Le gouvernement provincial maintient que l’examen est nécessaire pour garantir que l’argent des contribuables est utilisé efficacement. Le ministre des Finances, Nate Horner, a précédemment suggéré que l’enquête pourrait identifier des économies potentielles de « centaines de millions » qui pourraient être réorientées vers les services de première ligne.
Selon le dernier rapport annuel d’Alberta Health, AHS dépense environ 2,8 milliards de dollars annuellement en contrats pour des services, des fournitures et des infrastructures. L’autorité gère plus de 12 000 contrats actifs allant des services cliniques à l’entretien des installations.
Dr John Cowell, l’administrateur officiel d’AHS, a exprimé son soutien au délai prolongé. « Nous accueillons favorablement un examen approfondi qui aidera à renforcer nos processus, » a-t-il déclaré dans une déclaration écrite. « Notre priorité reste de fournir d’excellents soins tout en étant des gestionnaires responsables des ressources publiques. »
Ce qui rend cette enquête particulièrement significative est sa portée.
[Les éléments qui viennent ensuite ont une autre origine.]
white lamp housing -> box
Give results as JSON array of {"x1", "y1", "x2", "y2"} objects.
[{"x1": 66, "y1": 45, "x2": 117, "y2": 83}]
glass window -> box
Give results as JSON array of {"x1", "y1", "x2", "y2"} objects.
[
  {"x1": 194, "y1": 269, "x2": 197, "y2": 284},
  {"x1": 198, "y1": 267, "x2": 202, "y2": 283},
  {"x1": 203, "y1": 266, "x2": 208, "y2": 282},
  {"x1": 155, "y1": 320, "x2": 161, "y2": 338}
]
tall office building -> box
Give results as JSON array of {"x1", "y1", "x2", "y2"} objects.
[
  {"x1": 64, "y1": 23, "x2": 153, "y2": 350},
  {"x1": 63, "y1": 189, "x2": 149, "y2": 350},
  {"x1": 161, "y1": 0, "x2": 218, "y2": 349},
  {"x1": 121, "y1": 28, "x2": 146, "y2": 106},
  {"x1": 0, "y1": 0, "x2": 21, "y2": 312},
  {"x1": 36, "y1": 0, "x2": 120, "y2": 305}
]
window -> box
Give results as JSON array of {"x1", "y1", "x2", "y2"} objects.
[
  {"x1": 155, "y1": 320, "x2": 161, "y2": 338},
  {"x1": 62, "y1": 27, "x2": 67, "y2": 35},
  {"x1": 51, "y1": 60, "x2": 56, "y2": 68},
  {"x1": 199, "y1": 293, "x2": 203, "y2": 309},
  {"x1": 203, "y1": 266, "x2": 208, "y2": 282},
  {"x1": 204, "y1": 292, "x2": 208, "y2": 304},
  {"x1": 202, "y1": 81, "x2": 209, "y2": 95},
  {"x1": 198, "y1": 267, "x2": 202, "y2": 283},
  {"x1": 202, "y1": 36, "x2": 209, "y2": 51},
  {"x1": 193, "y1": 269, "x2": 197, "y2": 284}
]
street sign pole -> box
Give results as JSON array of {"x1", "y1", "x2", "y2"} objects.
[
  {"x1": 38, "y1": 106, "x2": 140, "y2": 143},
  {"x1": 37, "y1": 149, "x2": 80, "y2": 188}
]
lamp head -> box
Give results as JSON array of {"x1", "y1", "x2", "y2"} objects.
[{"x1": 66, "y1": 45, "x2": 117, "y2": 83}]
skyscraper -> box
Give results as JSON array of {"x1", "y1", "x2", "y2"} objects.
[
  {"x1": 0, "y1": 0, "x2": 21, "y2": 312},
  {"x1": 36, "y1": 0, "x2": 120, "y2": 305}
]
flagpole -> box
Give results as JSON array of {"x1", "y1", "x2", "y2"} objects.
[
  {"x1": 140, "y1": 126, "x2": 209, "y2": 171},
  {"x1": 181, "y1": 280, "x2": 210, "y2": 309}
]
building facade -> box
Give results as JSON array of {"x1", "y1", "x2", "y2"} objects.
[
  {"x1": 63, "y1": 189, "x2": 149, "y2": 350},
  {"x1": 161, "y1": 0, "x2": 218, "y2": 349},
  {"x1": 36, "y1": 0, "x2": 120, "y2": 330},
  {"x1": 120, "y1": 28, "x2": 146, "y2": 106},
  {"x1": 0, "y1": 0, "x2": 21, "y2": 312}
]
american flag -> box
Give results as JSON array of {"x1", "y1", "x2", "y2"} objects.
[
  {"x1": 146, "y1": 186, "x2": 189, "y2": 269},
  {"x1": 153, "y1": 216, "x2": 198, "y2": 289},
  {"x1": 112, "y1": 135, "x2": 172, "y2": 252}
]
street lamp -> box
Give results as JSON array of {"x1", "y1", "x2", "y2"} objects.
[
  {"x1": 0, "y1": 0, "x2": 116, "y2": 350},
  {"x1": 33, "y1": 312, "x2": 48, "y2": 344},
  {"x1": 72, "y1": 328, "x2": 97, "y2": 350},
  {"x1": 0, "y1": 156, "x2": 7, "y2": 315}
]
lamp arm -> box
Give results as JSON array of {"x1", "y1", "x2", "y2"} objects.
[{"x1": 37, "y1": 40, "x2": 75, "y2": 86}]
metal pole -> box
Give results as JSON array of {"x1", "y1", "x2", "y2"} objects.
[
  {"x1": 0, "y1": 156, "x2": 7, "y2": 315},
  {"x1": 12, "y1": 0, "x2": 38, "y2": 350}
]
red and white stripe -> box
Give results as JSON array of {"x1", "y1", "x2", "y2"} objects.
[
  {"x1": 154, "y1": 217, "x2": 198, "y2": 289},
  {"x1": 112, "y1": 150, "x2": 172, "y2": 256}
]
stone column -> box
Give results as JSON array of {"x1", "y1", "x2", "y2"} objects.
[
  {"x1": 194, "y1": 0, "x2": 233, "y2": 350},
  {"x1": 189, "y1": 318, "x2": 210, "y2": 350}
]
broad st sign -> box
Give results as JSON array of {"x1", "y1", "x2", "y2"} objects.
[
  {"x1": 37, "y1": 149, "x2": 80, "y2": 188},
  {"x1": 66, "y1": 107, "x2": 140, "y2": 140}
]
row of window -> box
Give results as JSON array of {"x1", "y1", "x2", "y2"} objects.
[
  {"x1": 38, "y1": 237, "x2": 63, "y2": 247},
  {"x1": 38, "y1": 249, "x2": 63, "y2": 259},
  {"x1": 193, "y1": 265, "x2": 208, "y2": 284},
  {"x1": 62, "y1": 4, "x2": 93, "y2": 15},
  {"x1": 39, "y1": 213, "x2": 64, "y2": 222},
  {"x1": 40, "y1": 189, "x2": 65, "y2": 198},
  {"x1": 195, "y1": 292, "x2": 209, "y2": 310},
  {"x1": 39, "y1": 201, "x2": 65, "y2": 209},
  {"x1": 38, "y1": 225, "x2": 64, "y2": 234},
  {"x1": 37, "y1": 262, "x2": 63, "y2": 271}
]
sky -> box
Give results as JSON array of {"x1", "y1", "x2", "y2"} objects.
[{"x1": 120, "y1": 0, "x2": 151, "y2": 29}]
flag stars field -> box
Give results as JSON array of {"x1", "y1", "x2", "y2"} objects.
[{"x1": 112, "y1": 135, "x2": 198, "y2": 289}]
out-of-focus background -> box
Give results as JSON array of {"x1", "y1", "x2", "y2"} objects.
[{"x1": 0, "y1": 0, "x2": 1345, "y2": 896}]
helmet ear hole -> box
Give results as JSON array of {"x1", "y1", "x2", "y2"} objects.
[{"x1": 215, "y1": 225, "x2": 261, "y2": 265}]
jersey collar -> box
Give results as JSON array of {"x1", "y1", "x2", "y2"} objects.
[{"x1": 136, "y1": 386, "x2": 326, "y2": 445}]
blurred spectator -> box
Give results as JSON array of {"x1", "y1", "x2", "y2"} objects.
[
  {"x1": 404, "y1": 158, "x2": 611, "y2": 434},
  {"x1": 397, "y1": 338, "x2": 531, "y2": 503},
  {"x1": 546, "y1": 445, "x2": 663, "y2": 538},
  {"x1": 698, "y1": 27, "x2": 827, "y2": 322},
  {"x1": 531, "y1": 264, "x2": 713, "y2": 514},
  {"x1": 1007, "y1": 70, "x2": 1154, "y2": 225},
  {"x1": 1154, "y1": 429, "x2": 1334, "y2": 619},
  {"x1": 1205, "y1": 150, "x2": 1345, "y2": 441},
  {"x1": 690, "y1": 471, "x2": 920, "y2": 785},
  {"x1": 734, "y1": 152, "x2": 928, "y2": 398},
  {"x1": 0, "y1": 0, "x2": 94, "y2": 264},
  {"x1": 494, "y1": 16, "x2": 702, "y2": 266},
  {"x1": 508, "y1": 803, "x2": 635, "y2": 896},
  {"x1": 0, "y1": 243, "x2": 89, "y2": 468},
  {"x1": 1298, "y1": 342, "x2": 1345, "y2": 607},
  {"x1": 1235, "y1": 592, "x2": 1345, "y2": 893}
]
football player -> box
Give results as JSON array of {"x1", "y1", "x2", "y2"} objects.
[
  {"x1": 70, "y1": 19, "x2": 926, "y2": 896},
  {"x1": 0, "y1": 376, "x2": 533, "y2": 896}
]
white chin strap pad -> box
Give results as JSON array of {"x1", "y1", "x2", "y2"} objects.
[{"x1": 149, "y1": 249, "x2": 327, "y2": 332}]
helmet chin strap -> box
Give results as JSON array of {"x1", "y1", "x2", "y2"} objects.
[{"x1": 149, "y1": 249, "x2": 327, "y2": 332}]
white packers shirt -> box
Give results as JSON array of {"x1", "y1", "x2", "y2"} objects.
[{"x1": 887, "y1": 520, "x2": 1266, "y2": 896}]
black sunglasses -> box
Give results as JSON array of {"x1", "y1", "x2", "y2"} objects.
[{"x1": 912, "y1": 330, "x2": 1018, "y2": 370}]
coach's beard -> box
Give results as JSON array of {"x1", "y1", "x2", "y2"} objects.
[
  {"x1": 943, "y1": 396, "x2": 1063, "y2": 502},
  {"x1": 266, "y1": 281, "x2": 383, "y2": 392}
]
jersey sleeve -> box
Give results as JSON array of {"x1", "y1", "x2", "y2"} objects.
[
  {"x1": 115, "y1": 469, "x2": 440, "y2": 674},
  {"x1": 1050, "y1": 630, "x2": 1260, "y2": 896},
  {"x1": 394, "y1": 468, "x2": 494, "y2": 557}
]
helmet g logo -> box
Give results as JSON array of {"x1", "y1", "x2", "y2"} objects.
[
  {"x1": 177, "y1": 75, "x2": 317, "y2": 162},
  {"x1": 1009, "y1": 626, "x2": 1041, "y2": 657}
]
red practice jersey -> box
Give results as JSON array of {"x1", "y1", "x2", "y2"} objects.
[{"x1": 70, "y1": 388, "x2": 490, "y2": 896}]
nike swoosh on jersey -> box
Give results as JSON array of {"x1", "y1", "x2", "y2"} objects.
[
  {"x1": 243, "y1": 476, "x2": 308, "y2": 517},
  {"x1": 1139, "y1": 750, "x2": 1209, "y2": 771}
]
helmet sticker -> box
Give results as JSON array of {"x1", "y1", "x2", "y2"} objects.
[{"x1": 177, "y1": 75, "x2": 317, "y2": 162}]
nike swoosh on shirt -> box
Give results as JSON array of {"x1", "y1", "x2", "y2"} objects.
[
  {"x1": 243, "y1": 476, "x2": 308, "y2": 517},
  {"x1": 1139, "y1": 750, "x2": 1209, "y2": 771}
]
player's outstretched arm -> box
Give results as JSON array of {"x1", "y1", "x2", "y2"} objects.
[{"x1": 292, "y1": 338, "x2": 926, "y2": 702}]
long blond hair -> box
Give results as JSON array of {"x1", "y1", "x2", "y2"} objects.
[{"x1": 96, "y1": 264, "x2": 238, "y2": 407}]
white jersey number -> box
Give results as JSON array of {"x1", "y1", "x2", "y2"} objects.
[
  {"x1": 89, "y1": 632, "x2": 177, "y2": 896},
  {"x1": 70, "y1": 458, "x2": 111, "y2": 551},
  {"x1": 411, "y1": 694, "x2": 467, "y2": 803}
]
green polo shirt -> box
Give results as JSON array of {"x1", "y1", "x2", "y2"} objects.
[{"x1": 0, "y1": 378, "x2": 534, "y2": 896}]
Contrairement aux examens précédents qui étudiaient des programmes ou des installations spécifiques, cette investigation examine les pratiques contractuelles à l’échelle du système, y compris comment sont prises les décisions concernant les services à externaliser ou à fournir en interne.
Les défenseurs des soins de santé ruraux suivent l’affaire de près, craignant que les changements contractuels puissent avoir un impact disproportionné sur les petites communautés. « Quand les services sont centralisés pour des raisons d’efficacité, ce sont souvent les Albertains ruraux qui perdent l’accès local, » a déclaré James Townsend, maire de Stavely et président de la coalition des soins de santé des municipalités rurales.
Le calendrier prolongé signifie que les conclusions de l’enquête arriveront juste au moment où l’assemblée législative se réunira pour sa session d’automne, préparant potentiellement un débat important sur les initiatives de réforme des soins de santé. Le critique de la santé de l’opposition, David Shepherd, a déjà questionné si l’enquête mènera à davantage d’efforts de privatisation.
« Les Albertains méritent de la transparence sur la direction que prend cette enquête, » a déclaré Shepherd. « S’agit-il d’améliorer les soins de santé publics ou de trouver une justification pour plus de contrats privés? »
Pour les travailleurs de la santé de première ligne comme Samantha Reeves, infirmière aux urgences de Calgary, l’accent mis sur les contrats semble déconnecté des défis quotidiens. « Pendant qu’ils comptent les trombones, nous comptons les minutes jusqu’à ce que nous puissions mettre les patients dans des lits, » m’a-t-elle confié pendant sa pause dans un hôpital du sud-est de Calgary. « Je n’ai pas encore vu un consultant aider lors d’un code bleu. »
Le bureau du vérificateur général provincial a confirmé qu’il examinera les conclusions de l’enquête une fois terminée, ajoutant une couche supplémentaire de surveillance au processus.
Alors que l’enquête se poursuit pendant l’été, tant les prestataires de soins de santé que les patients se demandent quels changements pourraient suivre, et si le système de santé albertain, déjà sous pression, en sortira plus fort ou devra faire face à une nouvelle vague de restructuration.